Toxische Belastung – Die Anhäufung von Toxinen im Körper wurde mit Überempfindlichkeit und gestörter Toleranz des Immunsystems in Verbindung gebracht. Ein oder mehrere Auslöser, wie z. B. Gluten, scheinen bei Personen mit einer hohen toxischen Belastung eine Reaktion hervorzurufen27. Auch eine vererbte toxische Belastung im Mutterleib kann bei Kindern, die eine Glutensensitivität entwickelt haben, eine Rolle spielen.
Schlüsselpunkte:
- Glutensensitivität ist komplex und kann sich mit anderen Anzeichen als Zöliakie zeigen
- Glutensensitivität ist nachweislich ein gemeinsamer Faktor bei ADHS, ASD, Depression, Depressionen, Angstzuständen und Ataxie
- Die in Gluten enthaltenen Eiweißfraktionen können das normale Gleichgewicht des Darms stören und das Immunsystem beeinflussen
- Morphinähnliche Verbindungen, die bei der Verdauung von Gluten freigesetzt werden, haben opioidähnlicheähnliche Wirkungen auf das Gehirn
- Die Gesundheit der Darmschleimhaut und das Gleichgewicht der Mikrobiota können eine Schlüsselrolle bei der Empfindlichkeit gegenüber Gluten spielen
- Es gibt einen genetischen Zusammenhang mit der Glutensensitivität
- Die hohe toxische Belastung kann sich auf die Immuntoleranz gegenüber Gluten auswirken
Glutenfrei
Gluten birgt für einige Kinder und Erwachsene Risiken und kann sich stark auf die Gehirnfunktion auswirken.

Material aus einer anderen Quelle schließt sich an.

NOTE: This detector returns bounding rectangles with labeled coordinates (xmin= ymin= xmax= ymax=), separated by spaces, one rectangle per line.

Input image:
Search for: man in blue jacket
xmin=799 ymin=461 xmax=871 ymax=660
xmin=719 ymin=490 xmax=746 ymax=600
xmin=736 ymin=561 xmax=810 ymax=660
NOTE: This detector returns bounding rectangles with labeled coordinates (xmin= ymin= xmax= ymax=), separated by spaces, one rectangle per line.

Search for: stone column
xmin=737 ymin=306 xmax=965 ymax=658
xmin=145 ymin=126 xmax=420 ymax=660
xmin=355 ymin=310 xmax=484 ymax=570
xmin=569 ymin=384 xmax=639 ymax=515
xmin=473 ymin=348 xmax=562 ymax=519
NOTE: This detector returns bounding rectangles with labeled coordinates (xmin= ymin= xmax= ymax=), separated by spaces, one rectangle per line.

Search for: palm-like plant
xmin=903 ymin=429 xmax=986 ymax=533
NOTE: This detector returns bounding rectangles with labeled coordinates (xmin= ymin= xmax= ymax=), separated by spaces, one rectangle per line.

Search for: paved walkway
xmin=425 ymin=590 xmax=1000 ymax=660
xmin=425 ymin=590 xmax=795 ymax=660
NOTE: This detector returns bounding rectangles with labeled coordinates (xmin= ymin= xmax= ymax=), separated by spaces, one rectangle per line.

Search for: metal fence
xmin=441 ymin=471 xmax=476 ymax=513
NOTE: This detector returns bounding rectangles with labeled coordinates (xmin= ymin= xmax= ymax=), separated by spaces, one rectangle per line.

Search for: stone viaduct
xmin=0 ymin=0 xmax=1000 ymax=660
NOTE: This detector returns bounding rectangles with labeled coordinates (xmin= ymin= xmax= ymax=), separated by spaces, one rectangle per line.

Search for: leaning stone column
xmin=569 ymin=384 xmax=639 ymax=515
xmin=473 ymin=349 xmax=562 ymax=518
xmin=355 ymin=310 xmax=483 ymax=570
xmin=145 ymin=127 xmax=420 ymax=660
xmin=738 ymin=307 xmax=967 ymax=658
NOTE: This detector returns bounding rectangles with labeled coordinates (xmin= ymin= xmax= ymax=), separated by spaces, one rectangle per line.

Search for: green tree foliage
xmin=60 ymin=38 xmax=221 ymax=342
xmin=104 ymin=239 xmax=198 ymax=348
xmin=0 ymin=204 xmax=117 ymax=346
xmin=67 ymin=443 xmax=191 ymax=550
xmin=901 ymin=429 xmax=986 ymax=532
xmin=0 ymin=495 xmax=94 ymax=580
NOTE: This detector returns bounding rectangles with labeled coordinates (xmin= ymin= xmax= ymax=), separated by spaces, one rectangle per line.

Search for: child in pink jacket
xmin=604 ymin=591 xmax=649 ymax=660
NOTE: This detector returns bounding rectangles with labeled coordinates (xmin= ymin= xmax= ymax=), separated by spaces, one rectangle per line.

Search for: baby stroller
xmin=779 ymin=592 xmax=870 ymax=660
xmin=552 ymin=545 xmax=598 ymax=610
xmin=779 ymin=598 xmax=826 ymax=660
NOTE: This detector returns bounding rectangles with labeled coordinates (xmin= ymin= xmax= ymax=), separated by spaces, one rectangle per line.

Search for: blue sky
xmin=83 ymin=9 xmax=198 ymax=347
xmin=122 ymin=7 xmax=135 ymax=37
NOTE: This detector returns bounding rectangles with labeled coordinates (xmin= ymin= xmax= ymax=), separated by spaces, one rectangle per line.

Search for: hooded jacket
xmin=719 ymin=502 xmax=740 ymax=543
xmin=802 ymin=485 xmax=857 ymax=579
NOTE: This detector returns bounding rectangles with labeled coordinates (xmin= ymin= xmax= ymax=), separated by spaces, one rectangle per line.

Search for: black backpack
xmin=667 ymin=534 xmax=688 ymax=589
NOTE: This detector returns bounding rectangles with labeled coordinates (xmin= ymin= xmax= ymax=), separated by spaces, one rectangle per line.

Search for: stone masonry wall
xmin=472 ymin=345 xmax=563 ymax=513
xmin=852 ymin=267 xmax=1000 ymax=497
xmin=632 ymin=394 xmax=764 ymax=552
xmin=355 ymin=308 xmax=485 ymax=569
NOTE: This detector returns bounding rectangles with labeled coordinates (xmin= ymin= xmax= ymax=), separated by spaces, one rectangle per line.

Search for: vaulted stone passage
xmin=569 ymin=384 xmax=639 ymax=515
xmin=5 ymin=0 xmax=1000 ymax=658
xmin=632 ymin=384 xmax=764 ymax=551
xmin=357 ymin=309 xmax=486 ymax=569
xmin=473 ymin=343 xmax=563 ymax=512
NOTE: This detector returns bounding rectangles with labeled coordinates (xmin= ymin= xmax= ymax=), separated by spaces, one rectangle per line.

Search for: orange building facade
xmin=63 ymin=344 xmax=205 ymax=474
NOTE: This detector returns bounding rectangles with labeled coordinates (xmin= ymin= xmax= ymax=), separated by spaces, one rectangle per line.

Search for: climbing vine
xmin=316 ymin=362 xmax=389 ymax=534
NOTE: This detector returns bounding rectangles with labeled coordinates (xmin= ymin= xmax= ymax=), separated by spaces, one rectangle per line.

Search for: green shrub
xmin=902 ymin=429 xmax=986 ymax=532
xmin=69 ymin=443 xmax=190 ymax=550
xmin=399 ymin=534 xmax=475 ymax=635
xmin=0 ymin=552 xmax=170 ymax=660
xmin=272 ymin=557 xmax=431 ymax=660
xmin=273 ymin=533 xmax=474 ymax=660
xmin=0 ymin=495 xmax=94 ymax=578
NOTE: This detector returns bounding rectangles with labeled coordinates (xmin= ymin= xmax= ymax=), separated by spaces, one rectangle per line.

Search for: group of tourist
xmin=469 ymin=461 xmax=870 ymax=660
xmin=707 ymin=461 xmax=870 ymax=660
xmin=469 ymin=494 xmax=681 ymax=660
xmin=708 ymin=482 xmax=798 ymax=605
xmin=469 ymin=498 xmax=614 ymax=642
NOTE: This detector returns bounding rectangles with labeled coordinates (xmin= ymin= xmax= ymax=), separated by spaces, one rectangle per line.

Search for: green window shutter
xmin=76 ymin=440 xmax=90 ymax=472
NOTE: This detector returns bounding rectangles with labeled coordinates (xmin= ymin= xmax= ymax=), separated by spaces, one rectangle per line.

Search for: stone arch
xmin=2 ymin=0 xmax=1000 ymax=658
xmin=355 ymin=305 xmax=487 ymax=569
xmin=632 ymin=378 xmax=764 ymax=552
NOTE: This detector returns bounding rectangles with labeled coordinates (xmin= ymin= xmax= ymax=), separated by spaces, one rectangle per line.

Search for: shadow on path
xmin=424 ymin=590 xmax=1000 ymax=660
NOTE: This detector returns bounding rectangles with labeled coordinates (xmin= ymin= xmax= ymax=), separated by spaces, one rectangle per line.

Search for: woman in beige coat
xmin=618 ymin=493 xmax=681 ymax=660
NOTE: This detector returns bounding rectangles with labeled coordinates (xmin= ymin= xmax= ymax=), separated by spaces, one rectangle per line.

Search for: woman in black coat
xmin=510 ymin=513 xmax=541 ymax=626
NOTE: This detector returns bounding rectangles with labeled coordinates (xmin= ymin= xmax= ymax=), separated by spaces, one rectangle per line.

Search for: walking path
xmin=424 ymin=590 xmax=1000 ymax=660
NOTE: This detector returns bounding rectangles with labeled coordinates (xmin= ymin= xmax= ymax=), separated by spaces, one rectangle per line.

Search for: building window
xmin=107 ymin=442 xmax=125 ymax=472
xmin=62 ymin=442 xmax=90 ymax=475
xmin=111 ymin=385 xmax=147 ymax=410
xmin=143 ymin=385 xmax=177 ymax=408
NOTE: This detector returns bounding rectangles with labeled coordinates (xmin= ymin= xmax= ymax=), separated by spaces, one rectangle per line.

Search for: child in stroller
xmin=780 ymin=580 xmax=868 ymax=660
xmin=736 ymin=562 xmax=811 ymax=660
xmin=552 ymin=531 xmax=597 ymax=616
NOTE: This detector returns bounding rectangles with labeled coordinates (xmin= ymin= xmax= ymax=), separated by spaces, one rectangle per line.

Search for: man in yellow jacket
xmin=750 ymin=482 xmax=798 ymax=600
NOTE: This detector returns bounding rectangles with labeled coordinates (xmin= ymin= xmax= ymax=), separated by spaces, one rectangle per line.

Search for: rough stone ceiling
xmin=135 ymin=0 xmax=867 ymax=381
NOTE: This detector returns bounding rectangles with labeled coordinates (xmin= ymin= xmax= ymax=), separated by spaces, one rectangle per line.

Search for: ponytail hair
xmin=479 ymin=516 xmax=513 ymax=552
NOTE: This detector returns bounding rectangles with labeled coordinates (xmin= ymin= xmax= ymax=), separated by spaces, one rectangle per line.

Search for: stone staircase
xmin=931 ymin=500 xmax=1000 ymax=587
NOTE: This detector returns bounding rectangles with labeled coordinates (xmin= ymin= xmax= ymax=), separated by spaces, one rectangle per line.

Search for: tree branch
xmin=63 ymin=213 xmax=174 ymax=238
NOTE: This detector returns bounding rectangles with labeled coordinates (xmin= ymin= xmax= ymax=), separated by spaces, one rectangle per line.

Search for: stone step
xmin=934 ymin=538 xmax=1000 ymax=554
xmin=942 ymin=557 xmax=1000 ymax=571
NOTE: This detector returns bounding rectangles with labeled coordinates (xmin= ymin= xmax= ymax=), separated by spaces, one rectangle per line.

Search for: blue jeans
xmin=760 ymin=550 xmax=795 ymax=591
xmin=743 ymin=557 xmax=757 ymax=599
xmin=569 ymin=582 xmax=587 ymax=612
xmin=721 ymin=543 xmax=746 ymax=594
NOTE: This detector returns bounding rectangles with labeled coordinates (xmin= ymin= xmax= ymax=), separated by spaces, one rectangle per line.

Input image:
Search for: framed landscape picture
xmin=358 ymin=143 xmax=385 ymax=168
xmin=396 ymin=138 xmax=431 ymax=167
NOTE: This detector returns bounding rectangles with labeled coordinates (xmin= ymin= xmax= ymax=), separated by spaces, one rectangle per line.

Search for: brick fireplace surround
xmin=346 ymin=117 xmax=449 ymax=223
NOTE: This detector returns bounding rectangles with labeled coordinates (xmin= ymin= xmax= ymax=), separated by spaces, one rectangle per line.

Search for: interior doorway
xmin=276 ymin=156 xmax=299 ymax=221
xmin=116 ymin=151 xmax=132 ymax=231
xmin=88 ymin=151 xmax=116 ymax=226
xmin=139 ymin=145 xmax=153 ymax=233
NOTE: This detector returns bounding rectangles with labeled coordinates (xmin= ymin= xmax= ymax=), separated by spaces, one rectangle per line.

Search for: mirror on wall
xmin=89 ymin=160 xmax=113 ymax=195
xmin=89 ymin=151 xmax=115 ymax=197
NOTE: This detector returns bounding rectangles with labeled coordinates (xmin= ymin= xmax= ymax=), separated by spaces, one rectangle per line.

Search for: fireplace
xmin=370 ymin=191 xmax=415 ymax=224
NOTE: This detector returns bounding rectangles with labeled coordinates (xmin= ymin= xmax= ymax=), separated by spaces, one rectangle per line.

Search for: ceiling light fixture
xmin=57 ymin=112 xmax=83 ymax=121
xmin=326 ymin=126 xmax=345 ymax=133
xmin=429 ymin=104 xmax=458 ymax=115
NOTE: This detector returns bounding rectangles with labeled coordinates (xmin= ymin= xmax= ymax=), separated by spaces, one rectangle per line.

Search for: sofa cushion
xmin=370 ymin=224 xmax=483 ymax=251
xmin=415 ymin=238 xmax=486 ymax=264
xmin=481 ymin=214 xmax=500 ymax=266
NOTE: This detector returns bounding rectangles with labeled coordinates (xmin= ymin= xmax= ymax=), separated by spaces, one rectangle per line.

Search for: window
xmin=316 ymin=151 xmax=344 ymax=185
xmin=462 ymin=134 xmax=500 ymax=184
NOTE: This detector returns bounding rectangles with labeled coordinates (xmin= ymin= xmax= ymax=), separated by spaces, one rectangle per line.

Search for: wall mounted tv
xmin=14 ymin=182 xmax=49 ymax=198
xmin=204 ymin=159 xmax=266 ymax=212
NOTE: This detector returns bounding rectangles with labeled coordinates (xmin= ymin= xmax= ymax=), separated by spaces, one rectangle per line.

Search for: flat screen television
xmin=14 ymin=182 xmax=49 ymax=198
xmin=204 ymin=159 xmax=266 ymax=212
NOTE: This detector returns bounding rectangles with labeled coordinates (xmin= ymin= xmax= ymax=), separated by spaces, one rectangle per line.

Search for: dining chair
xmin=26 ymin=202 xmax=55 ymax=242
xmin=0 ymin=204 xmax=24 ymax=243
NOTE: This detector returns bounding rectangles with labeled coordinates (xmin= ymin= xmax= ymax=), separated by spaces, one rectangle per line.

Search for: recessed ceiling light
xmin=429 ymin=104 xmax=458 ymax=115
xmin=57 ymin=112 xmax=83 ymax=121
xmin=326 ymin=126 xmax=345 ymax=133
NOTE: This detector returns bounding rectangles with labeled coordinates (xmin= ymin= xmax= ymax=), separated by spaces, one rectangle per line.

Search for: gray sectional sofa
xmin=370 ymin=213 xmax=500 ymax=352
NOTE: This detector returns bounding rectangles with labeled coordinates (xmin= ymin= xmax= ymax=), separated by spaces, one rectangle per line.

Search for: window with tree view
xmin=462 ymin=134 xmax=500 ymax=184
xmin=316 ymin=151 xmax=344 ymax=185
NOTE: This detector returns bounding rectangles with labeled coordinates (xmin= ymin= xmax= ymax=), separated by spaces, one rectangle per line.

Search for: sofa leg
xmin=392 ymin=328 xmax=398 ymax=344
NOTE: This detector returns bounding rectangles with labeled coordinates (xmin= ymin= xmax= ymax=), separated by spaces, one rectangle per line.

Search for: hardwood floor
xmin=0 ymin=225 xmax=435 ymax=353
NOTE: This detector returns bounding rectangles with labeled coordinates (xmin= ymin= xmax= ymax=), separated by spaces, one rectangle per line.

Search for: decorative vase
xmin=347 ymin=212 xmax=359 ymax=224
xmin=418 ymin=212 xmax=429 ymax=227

Es ist klar, dass viele Menschen mit einer Glutensensitivität durch eine glutenfreie Ernährung viele ihrer Symptome lindern können. Bei einigen tritt die Besserung innerhalb weniger Tage oder Wochen ein, bei anderen dauert es länger. Es lohnt sich auch, eine probiotische Ergänzung in Erwägung zu ziehen, um ein etwaiges Ungleichgewicht auszugleichen. Wenn Sie eine glutenfreie Diät oder ein Probiotikum in Erwägung ziehen, ist es immer am besten, mit einem gut ausgebildeten und erfahrenen Heilpraktiker zusammenzuarbeiten.
Überblick
Gluten kann eine Gefahr darstellen und sich stark auf die Gehirnfunktion auswirken. Der Verzicht auf glutenhaltige Lebensmittel kann sowohl psychologische als auch neurologische Symptome drastisch reduzieren.